Вот! Вот, что это! Декорации! Да – всё пространство вокруг было как попасть за кулисы театра. В жизни ведь всё, что мы видим – это софиты и всматривающаяся в тебя темнота зала, а тут вдруг – прохлада и ты сам – зритель.

Вот оно!

Ты больше не играешь, ты наблюдаешь. И так как актер ты бездарный, наблюдать тебе в сто раз радостнее. Подглядывать.

Только подглядывать – не жить.

Даже не существовать.

Потому что ты и подглядывать не умеешь.

Чтоб уметь хорошо подглядывать – с азартом, с проживанием и сопереживанием, надо хотеть жить, хотеть играть на сцене, а не бежать от неё со всех ног, как бегут люди.

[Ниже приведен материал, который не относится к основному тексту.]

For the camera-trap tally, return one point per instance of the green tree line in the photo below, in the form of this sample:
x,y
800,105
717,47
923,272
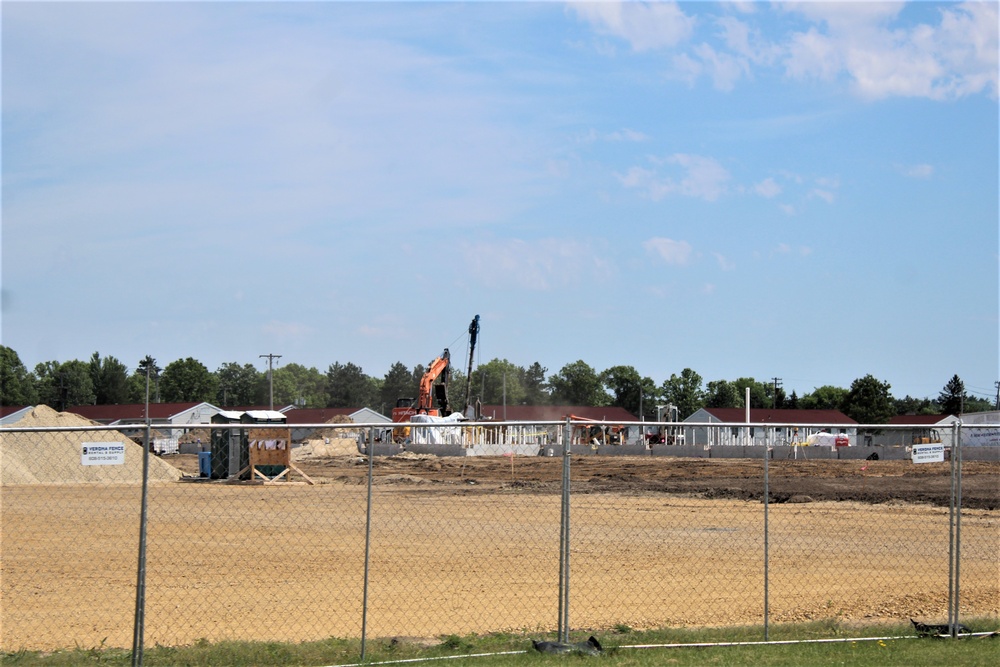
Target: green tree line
x,y
109,381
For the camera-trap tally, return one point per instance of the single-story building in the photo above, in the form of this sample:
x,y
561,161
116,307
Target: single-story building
x,y
981,437
790,427
914,429
10,414
297,416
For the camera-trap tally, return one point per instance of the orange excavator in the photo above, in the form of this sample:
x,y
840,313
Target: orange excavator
x,y
432,399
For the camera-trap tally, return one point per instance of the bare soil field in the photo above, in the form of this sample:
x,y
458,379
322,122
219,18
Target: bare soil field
x,y
743,479
471,545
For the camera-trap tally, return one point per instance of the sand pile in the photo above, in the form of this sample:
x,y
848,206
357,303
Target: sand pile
x,y
51,457
325,447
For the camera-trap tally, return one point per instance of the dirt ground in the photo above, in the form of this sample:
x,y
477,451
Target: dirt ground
x,y
862,481
471,545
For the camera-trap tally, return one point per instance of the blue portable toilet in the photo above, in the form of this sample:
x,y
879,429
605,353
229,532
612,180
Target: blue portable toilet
x,y
204,464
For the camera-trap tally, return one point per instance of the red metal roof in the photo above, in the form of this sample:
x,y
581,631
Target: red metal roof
x,y
922,420
317,415
779,416
556,413
129,411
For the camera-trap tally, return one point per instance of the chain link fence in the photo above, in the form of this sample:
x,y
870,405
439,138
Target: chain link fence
x,y
572,534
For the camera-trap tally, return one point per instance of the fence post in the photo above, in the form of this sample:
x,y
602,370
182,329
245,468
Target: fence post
x,y
956,454
139,620
368,541
564,537
767,494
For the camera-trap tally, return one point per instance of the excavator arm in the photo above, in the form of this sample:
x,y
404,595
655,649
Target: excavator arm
x,y
439,368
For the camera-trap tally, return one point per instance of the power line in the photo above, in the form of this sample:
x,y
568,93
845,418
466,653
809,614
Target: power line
x,y
270,373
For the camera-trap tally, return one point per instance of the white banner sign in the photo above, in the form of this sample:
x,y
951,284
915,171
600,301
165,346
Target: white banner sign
x,y
102,454
933,453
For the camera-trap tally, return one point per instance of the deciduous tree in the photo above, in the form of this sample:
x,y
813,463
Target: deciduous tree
x,y
952,397
61,385
869,401
397,383
110,378
187,380
17,384
685,392
349,387
722,394
240,385
578,384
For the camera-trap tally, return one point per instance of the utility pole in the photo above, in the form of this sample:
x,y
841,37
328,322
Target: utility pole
x,y
270,374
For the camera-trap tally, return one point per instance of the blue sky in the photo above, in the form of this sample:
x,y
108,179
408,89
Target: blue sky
x,y
804,191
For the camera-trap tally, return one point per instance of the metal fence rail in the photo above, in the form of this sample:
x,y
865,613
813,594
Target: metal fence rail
x,y
92,556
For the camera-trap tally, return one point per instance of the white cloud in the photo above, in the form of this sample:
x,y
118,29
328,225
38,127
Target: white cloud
x,y
644,26
676,253
875,47
538,265
921,171
702,177
957,57
724,263
825,195
724,69
286,330
768,188
627,135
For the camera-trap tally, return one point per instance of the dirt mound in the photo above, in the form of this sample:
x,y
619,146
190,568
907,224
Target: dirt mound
x,y
325,447
46,457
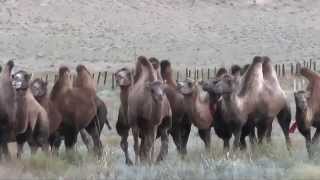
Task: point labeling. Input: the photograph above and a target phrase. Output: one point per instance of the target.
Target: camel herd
(235, 103)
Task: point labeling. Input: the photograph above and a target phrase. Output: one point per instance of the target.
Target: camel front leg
(136, 147)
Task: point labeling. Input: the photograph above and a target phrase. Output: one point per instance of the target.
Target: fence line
(283, 70)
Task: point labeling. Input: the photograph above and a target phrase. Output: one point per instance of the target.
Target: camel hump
(142, 60)
(63, 82)
(84, 78)
(221, 71)
(155, 63)
(164, 65)
(309, 74)
(63, 70)
(143, 64)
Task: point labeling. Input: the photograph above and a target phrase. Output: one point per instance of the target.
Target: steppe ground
(41, 35)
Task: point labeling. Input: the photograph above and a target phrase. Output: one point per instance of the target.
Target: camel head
(8, 69)
(39, 88)
(301, 100)
(156, 89)
(226, 84)
(236, 70)
(186, 87)
(81, 68)
(123, 77)
(20, 81)
(166, 70)
(64, 71)
(221, 72)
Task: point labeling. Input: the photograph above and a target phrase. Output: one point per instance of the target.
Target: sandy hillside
(43, 34)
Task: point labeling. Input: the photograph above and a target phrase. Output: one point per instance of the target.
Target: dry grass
(266, 162)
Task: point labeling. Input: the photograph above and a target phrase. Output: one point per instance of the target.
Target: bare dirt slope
(43, 34)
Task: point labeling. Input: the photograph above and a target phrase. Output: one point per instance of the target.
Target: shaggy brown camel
(308, 110)
(199, 109)
(39, 89)
(148, 111)
(7, 109)
(124, 80)
(32, 119)
(78, 106)
(256, 97)
(181, 122)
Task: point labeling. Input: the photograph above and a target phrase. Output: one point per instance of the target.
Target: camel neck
(43, 100)
(169, 80)
(124, 93)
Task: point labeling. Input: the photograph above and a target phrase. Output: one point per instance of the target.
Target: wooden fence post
(112, 81)
(310, 64)
(105, 77)
(55, 78)
(178, 76)
(197, 74)
(202, 74)
(187, 73)
(99, 74)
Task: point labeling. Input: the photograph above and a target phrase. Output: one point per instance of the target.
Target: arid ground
(41, 35)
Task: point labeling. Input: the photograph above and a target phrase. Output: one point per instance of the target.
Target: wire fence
(106, 79)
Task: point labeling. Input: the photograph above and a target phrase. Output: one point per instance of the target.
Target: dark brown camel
(181, 122)
(254, 99)
(308, 110)
(148, 112)
(78, 106)
(124, 80)
(39, 90)
(7, 109)
(199, 109)
(32, 123)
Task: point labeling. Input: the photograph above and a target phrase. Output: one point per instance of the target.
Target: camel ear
(147, 85)
(28, 76)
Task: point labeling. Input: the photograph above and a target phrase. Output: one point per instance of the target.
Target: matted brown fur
(7, 109)
(257, 96)
(308, 110)
(181, 123)
(148, 111)
(124, 80)
(76, 104)
(32, 119)
(199, 109)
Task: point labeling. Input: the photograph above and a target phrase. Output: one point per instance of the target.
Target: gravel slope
(43, 34)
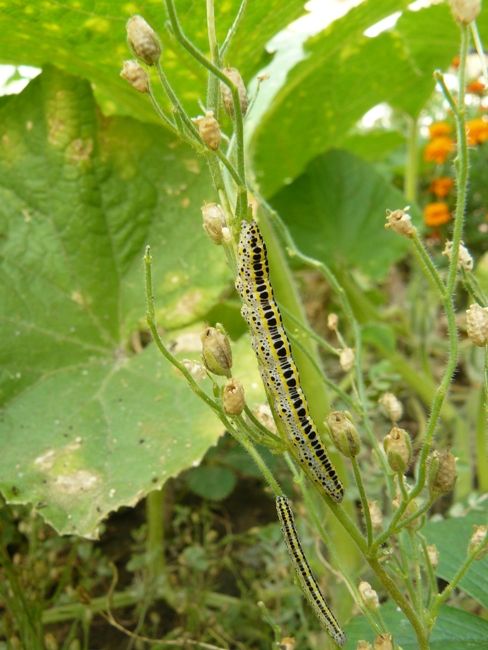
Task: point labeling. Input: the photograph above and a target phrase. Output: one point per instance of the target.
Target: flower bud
(347, 359)
(477, 324)
(213, 222)
(209, 130)
(400, 222)
(443, 474)
(369, 596)
(477, 537)
(235, 77)
(433, 554)
(343, 433)
(398, 448)
(383, 641)
(465, 11)
(135, 74)
(216, 351)
(392, 406)
(143, 40)
(233, 397)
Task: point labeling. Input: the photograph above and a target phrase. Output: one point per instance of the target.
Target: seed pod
(143, 40)
(343, 433)
(213, 222)
(477, 324)
(347, 359)
(135, 74)
(398, 448)
(393, 407)
(445, 477)
(216, 351)
(369, 596)
(465, 11)
(233, 397)
(235, 77)
(209, 130)
(477, 537)
(433, 556)
(400, 222)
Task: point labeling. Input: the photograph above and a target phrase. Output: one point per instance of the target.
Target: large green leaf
(88, 425)
(336, 213)
(88, 38)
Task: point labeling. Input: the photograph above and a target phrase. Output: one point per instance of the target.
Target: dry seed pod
(398, 448)
(369, 596)
(135, 74)
(477, 324)
(216, 351)
(214, 222)
(209, 129)
(343, 433)
(400, 222)
(477, 537)
(143, 40)
(393, 407)
(235, 77)
(233, 397)
(465, 11)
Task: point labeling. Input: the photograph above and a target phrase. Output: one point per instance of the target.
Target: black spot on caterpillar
(276, 365)
(304, 572)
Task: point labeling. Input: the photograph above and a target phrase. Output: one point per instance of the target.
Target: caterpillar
(276, 364)
(304, 572)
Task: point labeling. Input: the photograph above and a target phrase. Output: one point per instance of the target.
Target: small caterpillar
(276, 365)
(304, 572)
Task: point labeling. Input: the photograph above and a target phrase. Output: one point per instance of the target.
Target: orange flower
(436, 214)
(477, 131)
(476, 87)
(438, 129)
(438, 149)
(441, 187)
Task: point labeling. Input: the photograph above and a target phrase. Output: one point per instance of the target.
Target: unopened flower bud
(477, 324)
(477, 537)
(343, 433)
(233, 397)
(135, 74)
(465, 11)
(376, 515)
(369, 596)
(143, 40)
(445, 477)
(400, 222)
(464, 258)
(383, 641)
(433, 554)
(195, 368)
(213, 222)
(332, 321)
(393, 407)
(209, 129)
(216, 351)
(347, 359)
(398, 448)
(235, 77)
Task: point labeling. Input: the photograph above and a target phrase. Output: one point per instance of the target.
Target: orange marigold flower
(438, 129)
(441, 187)
(436, 214)
(477, 131)
(438, 149)
(476, 87)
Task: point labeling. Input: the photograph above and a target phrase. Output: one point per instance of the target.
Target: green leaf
(451, 537)
(88, 38)
(336, 213)
(88, 425)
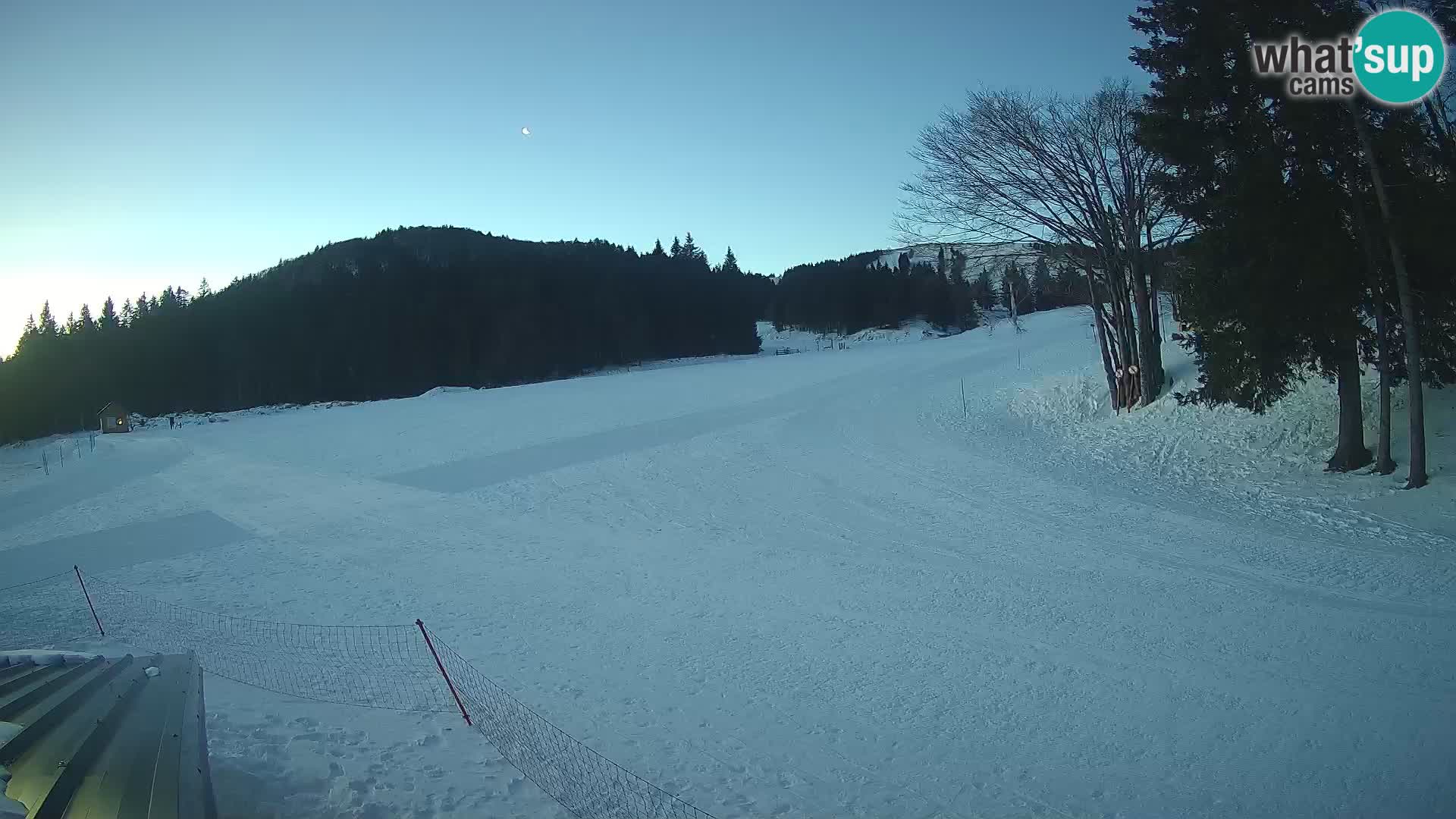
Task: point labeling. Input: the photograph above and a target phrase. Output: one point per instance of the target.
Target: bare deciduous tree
(1068, 174)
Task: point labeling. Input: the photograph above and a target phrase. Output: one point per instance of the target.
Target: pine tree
(1041, 286)
(1264, 181)
(692, 251)
(730, 264)
(47, 325)
(984, 297)
(957, 267)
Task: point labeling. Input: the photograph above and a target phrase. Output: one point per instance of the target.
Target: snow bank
(807, 341)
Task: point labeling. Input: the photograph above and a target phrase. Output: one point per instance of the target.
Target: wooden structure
(107, 738)
(114, 419)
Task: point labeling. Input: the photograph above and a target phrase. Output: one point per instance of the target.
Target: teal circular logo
(1400, 57)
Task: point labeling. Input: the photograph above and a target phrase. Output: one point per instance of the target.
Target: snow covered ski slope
(811, 585)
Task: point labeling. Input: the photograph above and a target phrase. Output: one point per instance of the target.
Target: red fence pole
(88, 599)
(438, 665)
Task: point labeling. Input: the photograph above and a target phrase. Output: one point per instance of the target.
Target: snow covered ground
(817, 585)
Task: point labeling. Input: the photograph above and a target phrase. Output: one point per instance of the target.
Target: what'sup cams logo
(1397, 57)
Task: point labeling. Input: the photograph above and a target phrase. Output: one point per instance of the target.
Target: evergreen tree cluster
(861, 292)
(1312, 218)
(382, 318)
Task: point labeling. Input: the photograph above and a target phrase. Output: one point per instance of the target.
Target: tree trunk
(1101, 338)
(1149, 349)
(1383, 464)
(1416, 401)
(1443, 137)
(1350, 450)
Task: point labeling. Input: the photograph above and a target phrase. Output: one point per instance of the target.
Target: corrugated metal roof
(104, 739)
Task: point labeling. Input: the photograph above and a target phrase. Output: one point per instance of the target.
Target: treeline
(382, 318)
(954, 292)
(1301, 238)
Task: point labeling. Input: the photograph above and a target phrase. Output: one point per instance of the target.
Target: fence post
(88, 599)
(441, 667)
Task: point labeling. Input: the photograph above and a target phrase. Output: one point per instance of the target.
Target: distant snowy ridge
(992, 256)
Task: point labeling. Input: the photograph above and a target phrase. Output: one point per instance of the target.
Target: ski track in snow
(811, 586)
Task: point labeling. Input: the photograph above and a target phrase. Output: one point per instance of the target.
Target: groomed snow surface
(817, 585)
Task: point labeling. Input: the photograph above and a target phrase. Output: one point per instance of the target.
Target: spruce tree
(1263, 178)
(730, 264)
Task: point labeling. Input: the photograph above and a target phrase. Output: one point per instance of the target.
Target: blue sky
(155, 143)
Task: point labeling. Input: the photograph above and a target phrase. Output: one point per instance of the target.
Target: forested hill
(379, 318)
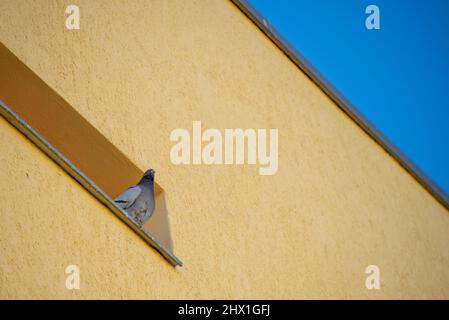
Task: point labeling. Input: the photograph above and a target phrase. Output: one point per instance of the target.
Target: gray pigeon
(138, 201)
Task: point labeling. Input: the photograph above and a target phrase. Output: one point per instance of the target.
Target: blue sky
(398, 76)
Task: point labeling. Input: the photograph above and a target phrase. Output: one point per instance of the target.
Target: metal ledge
(88, 184)
(344, 104)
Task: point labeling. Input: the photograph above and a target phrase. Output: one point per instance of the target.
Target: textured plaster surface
(139, 70)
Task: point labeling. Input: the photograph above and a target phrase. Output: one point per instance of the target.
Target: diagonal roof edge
(344, 104)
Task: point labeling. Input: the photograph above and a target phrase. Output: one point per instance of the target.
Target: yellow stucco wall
(139, 70)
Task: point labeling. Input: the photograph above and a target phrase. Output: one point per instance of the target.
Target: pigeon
(138, 201)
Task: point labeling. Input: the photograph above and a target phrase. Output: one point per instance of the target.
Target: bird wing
(128, 197)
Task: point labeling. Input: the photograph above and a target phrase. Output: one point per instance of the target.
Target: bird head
(149, 175)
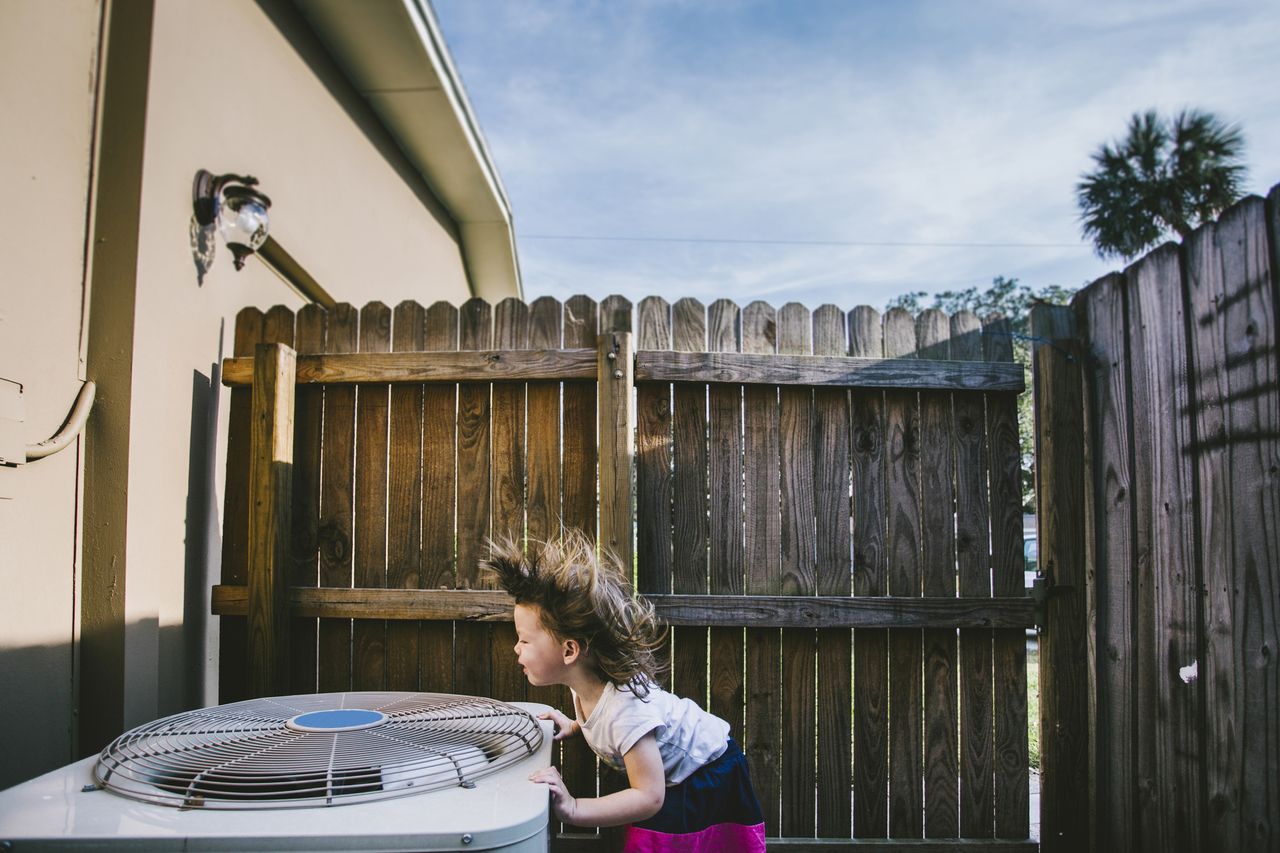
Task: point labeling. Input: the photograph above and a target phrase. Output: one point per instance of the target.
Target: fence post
(1065, 806)
(617, 442)
(270, 486)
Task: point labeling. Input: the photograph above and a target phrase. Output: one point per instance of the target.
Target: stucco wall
(237, 90)
(234, 86)
(46, 90)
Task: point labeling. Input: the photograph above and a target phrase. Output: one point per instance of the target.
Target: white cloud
(841, 122)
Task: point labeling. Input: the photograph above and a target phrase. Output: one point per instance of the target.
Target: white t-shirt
(688, 737)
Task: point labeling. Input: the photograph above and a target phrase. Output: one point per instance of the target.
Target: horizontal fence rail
(758, 611)
(649, 366)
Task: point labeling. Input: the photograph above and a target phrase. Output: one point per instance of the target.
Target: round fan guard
(261, 755)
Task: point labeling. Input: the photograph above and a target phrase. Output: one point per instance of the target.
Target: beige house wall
(234, 86)
(46, 96)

Нужно хотеть информации, а не прятаться от неё за глупые, плоские пыхи формальности.

Но вот ты на секунду – в отслуживших декорациях.

Отшумевших декорациях.

ФРАНЦ: … Я хотел нарисовать какой-нибудь красивенький пустячок в цвете…

ГЕРБЕРТ: Туманность, созданную ударной волной звездного ветра вокруг звезд типа Вольфа-Райе, например.

ФРАНЦ: Да, они очень миленькие. Лохматенькие такие.

ГЕРБЕРТ: Но туманность не удалась.

ФРАНЦ: Да, ей не хватило… она была недостаточна туманна.

ГЕРБЕРТ: Заключил наш художник, вблизи знавший оригинал.

ФРАНЦ: Так, Герберт, вы на что намекаете? Что я не знаю, как выглядят туманности вокруг звезд Вольфа-Райе?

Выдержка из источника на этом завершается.